Single by Machine Gun Kelly, Yungblud and Travis Barker

from the album Hotel Diablo
- Released: June 7, 2019
- Genre: Pop punk; rap rock;
- Length: 2:50
- Label: Bad Boy; Interscope;
- Songwriters: Colson Baker; Dominic Harrison; Travis Barker; Rory "WYNNE" Andrew; Brandon "SlimXX" Allen; BazeXX; Nick Long; India Rain Quateman;
- Producers: Machine Gun Kelly; Travis Barker; Zakk Cervini; WYNNE; SlimXX; BazeXX;

Machine Gun Kelly singles chronology
| "el Diablo" (2019) | "I Think I'm Okay" (2019) | "Glass House" (2019) |

Yungblud singles chronology
| "Parents" (2019) | "I Think I'm Okay" (2019) | "Hope for the Underrated Youth" (2019) |

Travis Barker singles chronology
| "11 Minutes" (2019) | "I Think I'm Okay" (2019) | "3 Years Sober" (2019) |

Music video
- "I Think I'm OKAY" on YouTube

= I Think I'm Okay =

"I Think I'm Okay" (stylized as "I Think I'm OKAY") is a song by American musician Machine Gun Kelly, English musician Yungblud, and American musician Travis Barker. It was released as a single on June 7, 2019, from the former's fourth studio album Hotel Diablo.

== Background and release ==
The song was leaked in May 2019. Kelly stated in an interview with Zane Lowe that he was worried about including Barker on the song, in fear that the song might sound more like Barker's music style. According to Kelly, Yungblud freestyled and recorded his verse in 10 minutes.

In the song, Kelly and Yungblud sing about the usage of substances and personal demons, while Barker handles the percussion. On the hook, Kelly criticizes his own reckless lifestyle and dangerous habits.

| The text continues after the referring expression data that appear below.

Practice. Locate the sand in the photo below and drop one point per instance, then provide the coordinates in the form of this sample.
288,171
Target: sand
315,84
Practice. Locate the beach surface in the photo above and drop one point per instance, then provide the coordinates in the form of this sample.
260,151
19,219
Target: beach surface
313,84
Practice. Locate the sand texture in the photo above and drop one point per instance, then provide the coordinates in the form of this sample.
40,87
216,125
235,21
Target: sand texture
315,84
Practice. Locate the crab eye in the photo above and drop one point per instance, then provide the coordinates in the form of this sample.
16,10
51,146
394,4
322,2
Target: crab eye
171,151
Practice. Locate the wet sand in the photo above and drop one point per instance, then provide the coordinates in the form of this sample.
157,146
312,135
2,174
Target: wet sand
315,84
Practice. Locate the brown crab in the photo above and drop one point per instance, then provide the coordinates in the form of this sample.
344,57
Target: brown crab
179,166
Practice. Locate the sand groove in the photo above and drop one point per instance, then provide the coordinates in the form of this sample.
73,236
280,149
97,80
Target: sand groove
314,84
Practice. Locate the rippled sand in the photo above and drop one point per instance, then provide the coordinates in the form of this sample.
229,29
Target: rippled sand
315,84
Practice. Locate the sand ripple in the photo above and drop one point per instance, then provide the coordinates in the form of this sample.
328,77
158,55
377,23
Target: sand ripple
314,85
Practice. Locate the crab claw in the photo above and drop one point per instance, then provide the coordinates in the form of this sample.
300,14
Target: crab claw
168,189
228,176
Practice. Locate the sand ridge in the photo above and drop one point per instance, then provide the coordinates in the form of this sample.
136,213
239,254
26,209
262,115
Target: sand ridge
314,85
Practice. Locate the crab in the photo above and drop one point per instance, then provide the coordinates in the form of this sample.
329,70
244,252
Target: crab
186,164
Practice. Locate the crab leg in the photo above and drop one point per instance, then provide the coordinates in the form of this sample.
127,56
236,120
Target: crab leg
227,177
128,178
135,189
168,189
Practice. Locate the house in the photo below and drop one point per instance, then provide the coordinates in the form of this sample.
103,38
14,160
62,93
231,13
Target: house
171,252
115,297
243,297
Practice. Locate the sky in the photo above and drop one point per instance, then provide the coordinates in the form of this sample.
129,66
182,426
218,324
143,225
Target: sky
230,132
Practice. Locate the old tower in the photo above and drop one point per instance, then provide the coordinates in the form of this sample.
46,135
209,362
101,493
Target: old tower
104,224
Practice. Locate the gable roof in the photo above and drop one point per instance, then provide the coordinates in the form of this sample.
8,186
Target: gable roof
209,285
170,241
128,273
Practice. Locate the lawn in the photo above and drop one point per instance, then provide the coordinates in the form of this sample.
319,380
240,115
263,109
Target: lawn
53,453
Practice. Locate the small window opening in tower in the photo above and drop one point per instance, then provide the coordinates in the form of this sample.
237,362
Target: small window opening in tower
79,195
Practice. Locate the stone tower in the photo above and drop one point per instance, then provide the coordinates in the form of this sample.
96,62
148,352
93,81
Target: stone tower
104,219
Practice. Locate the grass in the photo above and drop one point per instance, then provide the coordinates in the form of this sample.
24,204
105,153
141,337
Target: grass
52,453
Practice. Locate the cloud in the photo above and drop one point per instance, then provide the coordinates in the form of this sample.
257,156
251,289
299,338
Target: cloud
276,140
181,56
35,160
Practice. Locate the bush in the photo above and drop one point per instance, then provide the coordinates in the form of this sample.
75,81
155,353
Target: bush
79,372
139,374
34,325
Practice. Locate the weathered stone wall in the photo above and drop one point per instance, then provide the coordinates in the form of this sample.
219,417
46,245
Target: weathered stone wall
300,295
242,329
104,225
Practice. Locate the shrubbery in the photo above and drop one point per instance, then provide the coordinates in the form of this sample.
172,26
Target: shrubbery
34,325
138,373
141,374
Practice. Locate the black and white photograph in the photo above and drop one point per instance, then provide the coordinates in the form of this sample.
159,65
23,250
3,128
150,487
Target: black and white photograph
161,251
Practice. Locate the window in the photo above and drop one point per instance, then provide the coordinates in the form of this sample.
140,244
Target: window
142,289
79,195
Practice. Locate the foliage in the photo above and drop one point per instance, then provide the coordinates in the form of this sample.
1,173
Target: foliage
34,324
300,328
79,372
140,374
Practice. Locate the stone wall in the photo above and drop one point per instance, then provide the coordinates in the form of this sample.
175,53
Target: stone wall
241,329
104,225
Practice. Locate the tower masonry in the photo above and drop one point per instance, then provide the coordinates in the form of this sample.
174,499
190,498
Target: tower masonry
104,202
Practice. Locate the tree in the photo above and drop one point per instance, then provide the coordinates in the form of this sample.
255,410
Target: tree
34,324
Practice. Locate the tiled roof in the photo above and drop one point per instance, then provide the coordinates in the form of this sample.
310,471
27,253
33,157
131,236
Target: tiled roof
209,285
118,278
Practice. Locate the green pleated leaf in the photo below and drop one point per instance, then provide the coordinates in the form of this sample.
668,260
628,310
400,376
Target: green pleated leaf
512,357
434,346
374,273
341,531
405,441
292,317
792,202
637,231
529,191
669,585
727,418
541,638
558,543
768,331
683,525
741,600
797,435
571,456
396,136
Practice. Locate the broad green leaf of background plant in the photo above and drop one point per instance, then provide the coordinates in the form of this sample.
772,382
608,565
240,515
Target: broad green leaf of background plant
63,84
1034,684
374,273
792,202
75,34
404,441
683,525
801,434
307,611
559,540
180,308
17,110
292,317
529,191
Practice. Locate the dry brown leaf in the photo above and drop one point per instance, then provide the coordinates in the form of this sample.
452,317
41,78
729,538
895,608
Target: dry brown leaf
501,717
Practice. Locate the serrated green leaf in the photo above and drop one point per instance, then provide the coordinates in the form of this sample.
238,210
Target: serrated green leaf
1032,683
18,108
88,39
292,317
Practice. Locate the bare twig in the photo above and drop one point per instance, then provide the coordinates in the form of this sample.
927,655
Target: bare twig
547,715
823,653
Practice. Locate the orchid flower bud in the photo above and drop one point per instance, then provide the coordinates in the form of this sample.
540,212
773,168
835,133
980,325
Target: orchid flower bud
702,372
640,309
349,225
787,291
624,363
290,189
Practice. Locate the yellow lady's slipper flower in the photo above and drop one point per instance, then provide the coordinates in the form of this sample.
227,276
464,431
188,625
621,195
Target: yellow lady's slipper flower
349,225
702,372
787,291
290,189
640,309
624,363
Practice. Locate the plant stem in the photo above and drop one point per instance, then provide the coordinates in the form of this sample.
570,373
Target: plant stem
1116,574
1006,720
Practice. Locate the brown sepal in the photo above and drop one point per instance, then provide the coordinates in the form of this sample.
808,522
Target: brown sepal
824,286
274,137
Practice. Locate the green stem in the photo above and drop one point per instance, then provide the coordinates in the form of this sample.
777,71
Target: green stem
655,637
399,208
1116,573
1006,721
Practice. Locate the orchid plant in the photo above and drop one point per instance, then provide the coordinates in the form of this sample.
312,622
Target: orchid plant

An acoustic version was released on July 1, 2024, as part of Hotel Diablo's five-anniversary deluxe release entitled “Hotel Diablo: Floor 13 Edition”.

== Music video ==
The music video was released June 14, 2019. Noah Cyrus and FaZe Clan co-owner FaZe Banks made cameos in the video. The video was directed by Andrew Sandler.
In under 24 hours, the music video surpassed one million views.

== Charts ==

===Weekly charts===

| Chart (2019) | Peak position |
|---|---|
| Australia (ARIA) | 59 |
| Belgium (Ultratip Bubbling Under Wallonia) | 22 |
| Canada Hot 100 (Billboard) | 77 |
| Czech Republic Airplay (ČNS IFPI) | 6 |
| Czech Republic Singles Digital (ČNS IFPI) | 46 |
| Greece (IFPI) | 66 |
| Ireland (IRMA) | 56 |
| Lithuania (AGATA) | 38 |
| New Zealand Hot Singles (RMNZ) | 14 |
| Scottish Singles Sales (Official Charts) | 52 |
| Slovakia Singles Digital (ČNS IFPI) | 41 |
| Sweden Heatseeker (Sverigetopplistan) | 18 |
| UK Singles (Official Charts) | 90 |
| US Bubbling Under Hot 100 (Billboard) | 4 |
| US Hot Rock & Alternative Songs (Billboard) | 3 |
| US Rock & Alternative Airplay (Billboard) | 22 |
| US Rolling Stone Top 100 | 96 |

===Year-end charts===

| Chart (2019) | Position |
|---|---|
| US Hot Rock & Alternative Songs (Billboard) | 8 |
| Chart (2020) | Position |
| US Hot Rock & Alternative Songs (Billboard) | 67 |

== Certifications ==

| Region | Certification | Certified units/sales |
| Australia (ARIA) | Platinum | 70,000^{‡} |
| Brazil (Pro-Música Brasil) | Gold | 20,000^{‡} |
| Canada (Music Canada) | 3× Platinum | 240,000^{‡} |
| Denmark (IFPI Danmark) | Gold | 45,000^{‡} |
| Italy (FIMI) | Gold | 50,000^{‡} |
| New Zealand (RMNZ) | Platinum | 30,000^{‡} |
| United Kingdom (BPI) | Platinum | 600,000^{‡} |
| United States (RIAA) | 2× Platinum | 2,000,000^{‡} |
^{‡} Sales+streaming figures based on certification alone.